Как же я любил, когда он нарушал тишину, чтобы сказать что-нибудь, что угодно, или спросить, что я думаю об X или слышал ли я когда-нибудь об Y. Никто из домашних никогда не спрашивал моего мнения ни о чем. Рано или поздно он заметит, что в семье меня не считают за взрослого, и будет относиться ко мне так же. Но шла третья неделя, а он все еще интересовался, знакомы ли мне имена Афанасия Кирхера, Джузеппе Белли и Пауля Целана.
– Да.
– Я почти на десять лет старше тебя, но до недавнего времени не слышал ни о ком из них. Не понимаю.
– Что непонятного? Мой отец – профессор в университете. Я вырос без телевизора. Теперь понял?
– Вернись уже к своему треньканью, будь добр! – и он запускал в меня скомканным полотенцем.
Получать от него нагоняи мне тоже нравилось.
Однажды, сидя за столом, я случайно задел блокнотом свой стакан и опрокинул его. Он упал на траву и остался цел. Оливер, сидевший рядом, встал, поднял стакан и поставил не просто на стол, но совсем рядом со мной.
Я не мог подобрать слова, чтобы поблагодарить его.
– Ты не обязан был, – наконец выдавил я.
Он выдержал секундную паузу, и в его ответе не слышалось беззаботной небрежности:
– Я захотел.
Он захотел, подумал я.
Снова и снова в моем воображении он повторял, я захотел. Он мог быть доброжелательным, любезным, готовым угодить, когда вдруг оказывался в настроении.
Часы, проведенные в нашем саду за круглым деревянным столом под большим зонтом, не полностью скрывающим от солнца мои бумаги, позвякивание кубиков льда в стаканах с лимонадом, близкий шум прибоя, накатывающего с плеском на прибрежные скалы внизу, популярные мелодии где-то на заднем фоне, доносящиеся с приглушенным потрескиванием из соседнего дома и повторяющиеся по кругу – все это навсегда связалось с теми утренними часами, когда я молился только об одном: чтобы время остановилось. Пусть лето никогда не закончится, пусть он не уедет, пусть музыка вечно играет на повторе, я прошу так мало и клянусь, больше не попрошу ни о чем.
Чего я хотел? И почему не был способен понять, чего хочу, даже когда имел мужество взглянуть правде в лицо?
Возможно, меньше всего я хотел услышать от него, что я совершенно нормален, что в моем возрасте все проходят через нечто подобное. Мне было бы достаточно, если бы он наклонился и поднял чувство собственного достоинства, которое я с такой легкостью бросал к его ногам. О большем я не смел просить.
Я был Главком, а он – Диомедом.

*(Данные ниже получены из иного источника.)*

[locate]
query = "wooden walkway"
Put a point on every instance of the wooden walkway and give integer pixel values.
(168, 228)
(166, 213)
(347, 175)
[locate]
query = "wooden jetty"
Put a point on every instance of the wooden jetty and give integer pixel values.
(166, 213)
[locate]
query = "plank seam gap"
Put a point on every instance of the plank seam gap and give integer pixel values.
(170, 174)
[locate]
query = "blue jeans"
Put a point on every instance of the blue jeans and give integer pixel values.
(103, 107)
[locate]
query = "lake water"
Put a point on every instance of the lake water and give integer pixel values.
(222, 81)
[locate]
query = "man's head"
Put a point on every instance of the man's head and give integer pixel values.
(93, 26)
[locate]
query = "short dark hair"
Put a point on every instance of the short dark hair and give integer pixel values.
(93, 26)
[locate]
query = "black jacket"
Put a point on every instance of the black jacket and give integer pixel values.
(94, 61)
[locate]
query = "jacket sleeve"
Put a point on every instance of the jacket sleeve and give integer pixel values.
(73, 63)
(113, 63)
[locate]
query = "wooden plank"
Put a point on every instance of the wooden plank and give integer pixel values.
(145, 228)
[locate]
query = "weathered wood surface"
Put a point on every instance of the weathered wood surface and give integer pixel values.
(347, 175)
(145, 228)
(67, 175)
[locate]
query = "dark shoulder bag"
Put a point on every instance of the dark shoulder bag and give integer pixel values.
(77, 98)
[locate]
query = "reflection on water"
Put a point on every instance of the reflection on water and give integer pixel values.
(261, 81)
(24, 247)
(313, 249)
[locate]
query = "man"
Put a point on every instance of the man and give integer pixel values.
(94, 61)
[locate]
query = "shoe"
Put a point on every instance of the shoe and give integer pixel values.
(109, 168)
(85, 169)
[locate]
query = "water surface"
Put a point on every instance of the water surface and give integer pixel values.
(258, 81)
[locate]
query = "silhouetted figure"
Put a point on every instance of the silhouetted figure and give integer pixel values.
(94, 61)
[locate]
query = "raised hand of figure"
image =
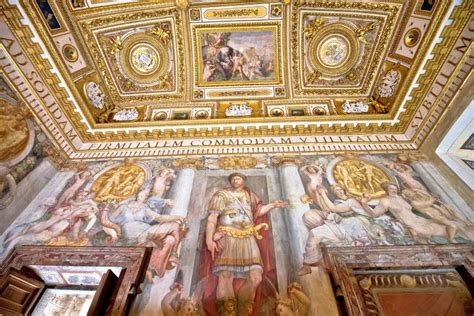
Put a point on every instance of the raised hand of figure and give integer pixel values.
(169, 203)
(177, 286)
(4, 171)
(212, 247)
(279, 204)
(321, 189)
(366, 197)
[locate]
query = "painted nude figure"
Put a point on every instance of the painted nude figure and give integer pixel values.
(420, 227)
(425, 203)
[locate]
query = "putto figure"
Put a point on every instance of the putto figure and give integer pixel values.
(237, 247)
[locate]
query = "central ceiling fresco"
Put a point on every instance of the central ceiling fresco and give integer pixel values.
(185, 78)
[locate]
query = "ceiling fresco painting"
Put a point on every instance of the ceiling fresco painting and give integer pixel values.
(108, 79)
(268, 216)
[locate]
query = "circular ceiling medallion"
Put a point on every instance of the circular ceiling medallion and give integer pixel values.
(70, 53)
(143, 59)
(201, 114)
(412, 37)
(277, 112)
(334, 50)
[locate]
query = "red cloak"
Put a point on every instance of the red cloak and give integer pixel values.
(269, 270)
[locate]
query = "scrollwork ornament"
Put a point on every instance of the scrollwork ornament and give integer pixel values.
(193, 163)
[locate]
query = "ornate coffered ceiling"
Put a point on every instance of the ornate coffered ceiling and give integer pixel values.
(108, 79)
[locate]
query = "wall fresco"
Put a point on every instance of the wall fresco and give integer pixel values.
(238, 241)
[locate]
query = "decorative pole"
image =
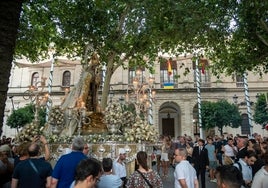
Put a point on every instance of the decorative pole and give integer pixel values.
(50, 79)
(197, 76)
(245, 82)
(150, 113)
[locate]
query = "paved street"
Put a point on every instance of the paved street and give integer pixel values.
(169, 182)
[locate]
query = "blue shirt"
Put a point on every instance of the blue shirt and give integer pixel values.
(211, 152)
(65, 168)
(109, 181)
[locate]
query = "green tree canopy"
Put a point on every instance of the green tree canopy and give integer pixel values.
(261, 110)
(231, 33)
(219, 114)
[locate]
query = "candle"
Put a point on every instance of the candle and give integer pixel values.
(69, 111)
(83, 110)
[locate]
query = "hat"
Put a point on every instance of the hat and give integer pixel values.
(122, 151)
(4, 148)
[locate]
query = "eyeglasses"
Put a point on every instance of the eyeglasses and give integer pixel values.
(97, 180)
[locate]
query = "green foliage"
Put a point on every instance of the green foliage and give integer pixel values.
(233, 34)
(261, 110)
(25, 115)
(220, 114)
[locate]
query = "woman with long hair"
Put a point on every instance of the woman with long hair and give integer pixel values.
(144, 177)
(165, 159)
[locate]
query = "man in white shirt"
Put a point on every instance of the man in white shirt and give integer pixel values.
(260, 179)
(185, 174)
(230, 150)
(119, 167)
(244, 165)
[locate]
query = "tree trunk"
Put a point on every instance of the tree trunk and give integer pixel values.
(106, 87)
(9, 22)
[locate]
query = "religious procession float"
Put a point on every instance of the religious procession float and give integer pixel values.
(118, 126)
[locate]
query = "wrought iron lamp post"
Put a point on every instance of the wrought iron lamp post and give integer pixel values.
(79, 115)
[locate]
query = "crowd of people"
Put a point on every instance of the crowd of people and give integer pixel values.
(223, 157)
(231, 162)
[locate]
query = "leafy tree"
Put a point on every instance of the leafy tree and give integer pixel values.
(9, 23)
(233, 34)
(219, 114)
(261, 110)
(25, 115)
(123, 31)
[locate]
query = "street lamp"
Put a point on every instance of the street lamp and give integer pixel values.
(196, 129)
(235, 99)
(36, 94)
(78, 115)
(142, 95)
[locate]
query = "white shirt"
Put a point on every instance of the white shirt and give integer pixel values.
(184, 170)
(260, 179)
(246, 170)
(119, 169)
(229, 151)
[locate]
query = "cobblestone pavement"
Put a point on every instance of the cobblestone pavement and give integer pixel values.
(169, 181)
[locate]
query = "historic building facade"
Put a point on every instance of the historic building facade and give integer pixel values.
(174, 110)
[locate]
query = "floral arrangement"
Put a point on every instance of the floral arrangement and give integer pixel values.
(28, 132)
(141, 132)
(56, 116)
(59, 139)
(113, 114)
(116, 116)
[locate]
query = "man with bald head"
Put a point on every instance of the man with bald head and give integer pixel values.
(64, 170)
(32, 172)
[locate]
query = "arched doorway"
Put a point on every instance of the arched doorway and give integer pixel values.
(169, 119)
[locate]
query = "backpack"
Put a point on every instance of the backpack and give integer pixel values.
(239, 165)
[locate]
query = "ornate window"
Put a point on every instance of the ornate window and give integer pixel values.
(167, 74)
(35, 77)
(133, 73)
(204, 75)
(66, 79)
(239, 81)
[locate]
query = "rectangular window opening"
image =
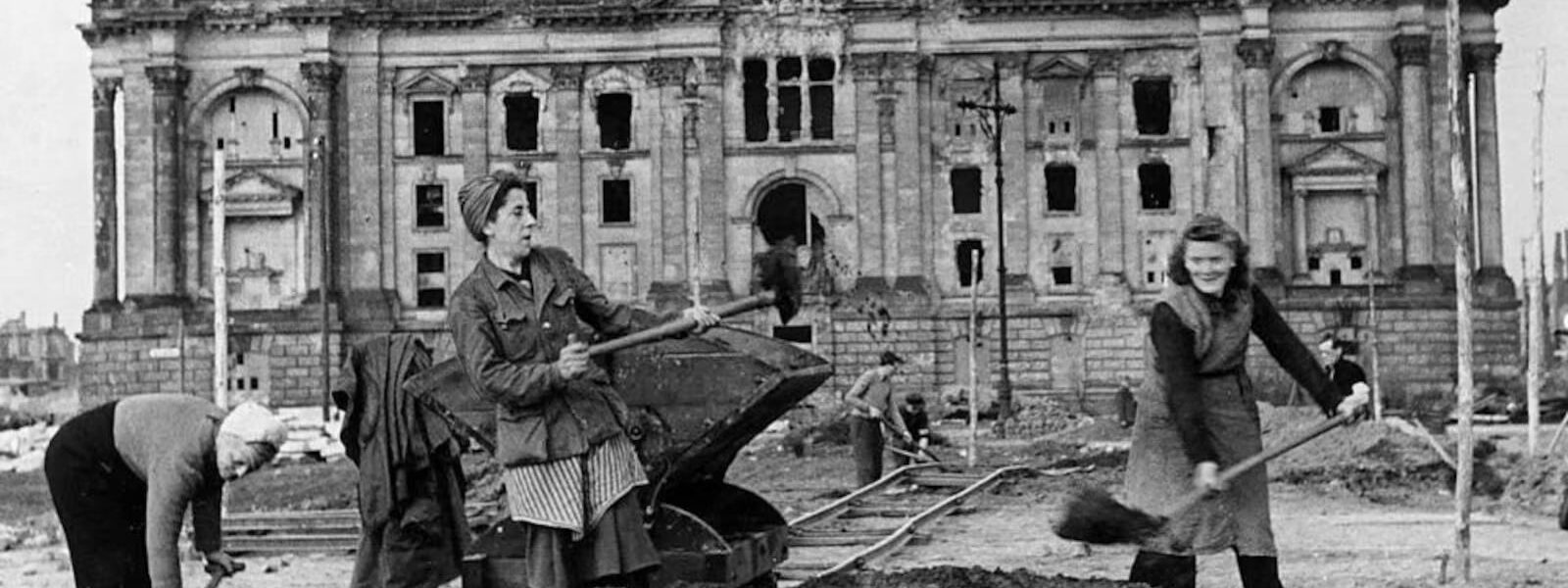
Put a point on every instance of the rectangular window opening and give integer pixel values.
(1152, 102)
(430, 206)
(1154, 185)
(969, 271)
(755, 99)
(522, 122)
(1329, 120)
(615, 122)
(430, 127)
(1062, 274)
(615, 201)
(1060, 188)
(964, 184)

Во имя какого-то загадочного обычая между мужчинами я менял ему свой золотой доспех на медный. Честный обмен. Никто не спорил, не говорил о бережливости и расточительности.
Напрашивалось слово «дружба». Но дружба в общепринятом представлении была инородным, примитивным понятием, ничего не значащим для меня. Взамен, с той минуты как он вышел из такси и до нашего прощания в Риме, я хотел того, что все люди хотят друг от друга, того, ради чего стоит жить. Вопрос был прежде всего в нем. А потом и во мне, наверно.
Есть ведь какой-нибудь закон, который гласит, что когда один человек влюбляется в другого, второй неизбежно должен чувствовать то же самое. Amor ch’a null’amato amar perdona. Любовь, любить велящая любимым[4]. Слова Франчески из «Ада» Данте. Просто жди, преисполненный надеждой. И я надеялся, но может, лишь этого и хотел с самого начала. Ждать вечно.